John O’Reilly, who has been a co-director since the beginning of the school year, will take over the helm.

Pell said today that she would be moving on to the Blue School, a growing private elementary school on the Lower East Side that is so far best known as a school started by members from The Blue Man Group. But the school is also steeped in progressive education, a model that Pell is familiar with. Pell attended Saint Ann’s in Brooklyn Heights, one of the city’s most progressive schools, then taught there for three years after graduating from Brown. Pell, a graduate of the city’s Leadership Academy, was a favorite at Tweed and praised as a model candidate from the new brand of young principals in the public school system.

In an interview, Pell said her reasons for leaving had more to do with where she is headed than any difficulties she faced in navigating the bureaucracies of the DOE.

“There is no part of me that’s leaving because I’m not happy,” Pell said. “I enjoy building things and this is an exciting prospect for me.”

The Blue School is currently serves pre-school through 3rd grade and will cap out at 5th grade.

Pell made the announcement on Monday to teachers in a faculty meeting and in a letter home to parents. In the letter, Pell said that her goal from the beginning was to build a collaborative school founded on her own progressive education that could sustain itself whether she was in charge or not.

“When I started the school, I set a goal to build the leadership capacity needed to ensure stability and continuity when I departed,” Pell wrote. “In that way, the school would not depend on any one person or leader.”

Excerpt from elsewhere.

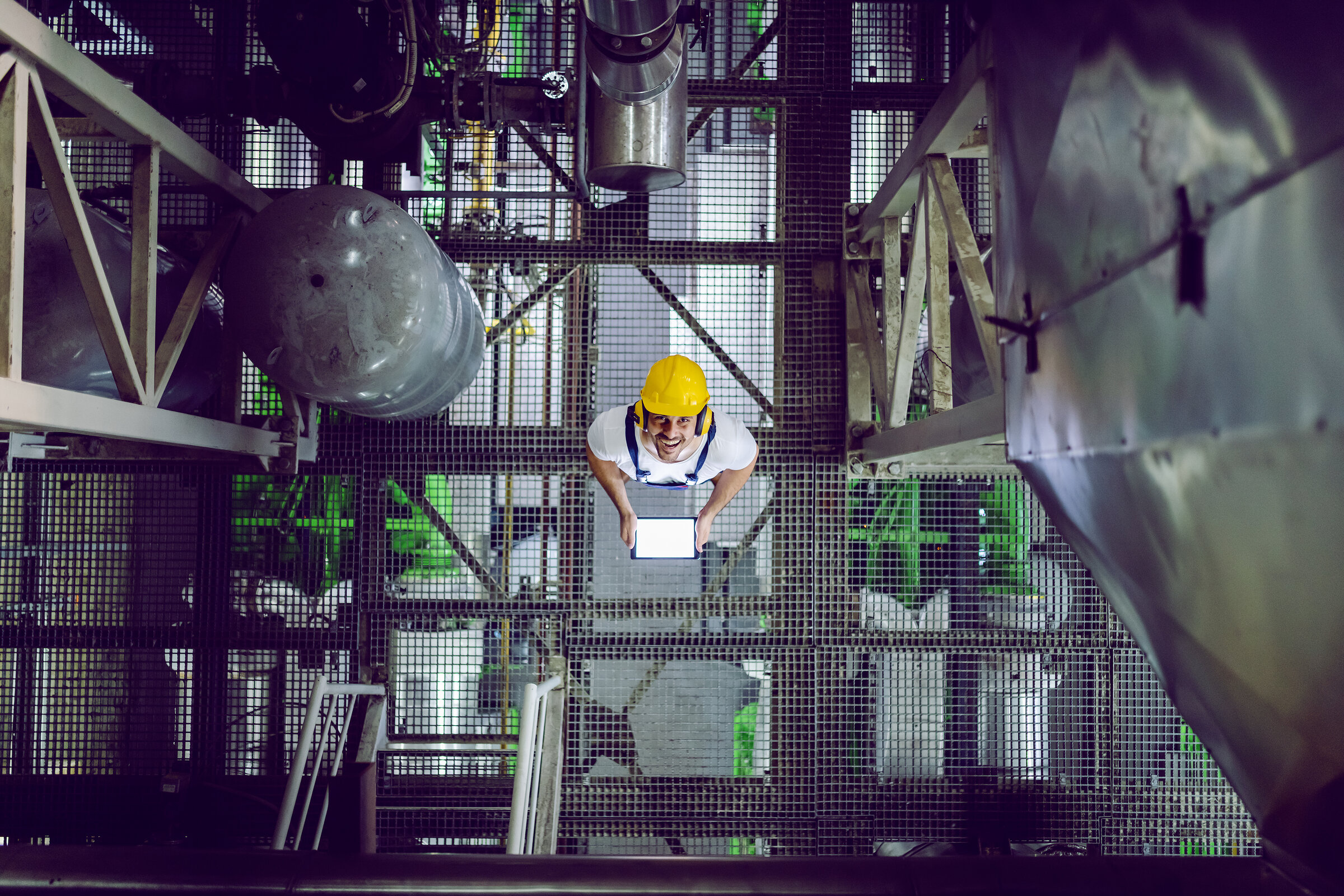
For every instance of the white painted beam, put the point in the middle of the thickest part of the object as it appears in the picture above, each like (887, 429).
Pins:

 The Academy of Arts & Letters, which serves students from four districts, received 1400 applications for 100 new seats last year, according to the school’s educational plan last year. As it has grown to capacity, its progressive approach to education has made it a highly desirable option for young parents in the area’s gentrifying community in and around Fort Greene and Clinton Hill. That same trend took on racial overtones last year, when its expansion plan threatened parents of P.S. 20, an older elementary school that shared space in the building.“I’m really disappointed to see her go,” said David Goldsmith, last year’s Parent Association co-president and a current member of the District 13 CEC. “But nobody would wish her anything but the best because she made huge sacrifices and really created a great school.”

Parents were shocked by the news and some said they were “very upset,” Goldsmith said. One reason for parents’ concern is that Pell led the charge in a bruising battle to expand. Now the school will complete its expansion without her at the helm.

But Pell lauded O’Reilly’s leadership and said she was confident in the rest of the faculty to build on the school’s success so far.

“I know Arts & Letters won’t skip a beat — not with the talent we have on our staff, our leadership, our students, and with you, our amazing parent community,” Pell wrote in the letter.

O’Reilly said he was saddened to hear he would be losing his collaborator of four years but agreed that the school’s status was not in doubt.

“I think we’re going to be fine and we’re going to continue to do amazing work,” he said.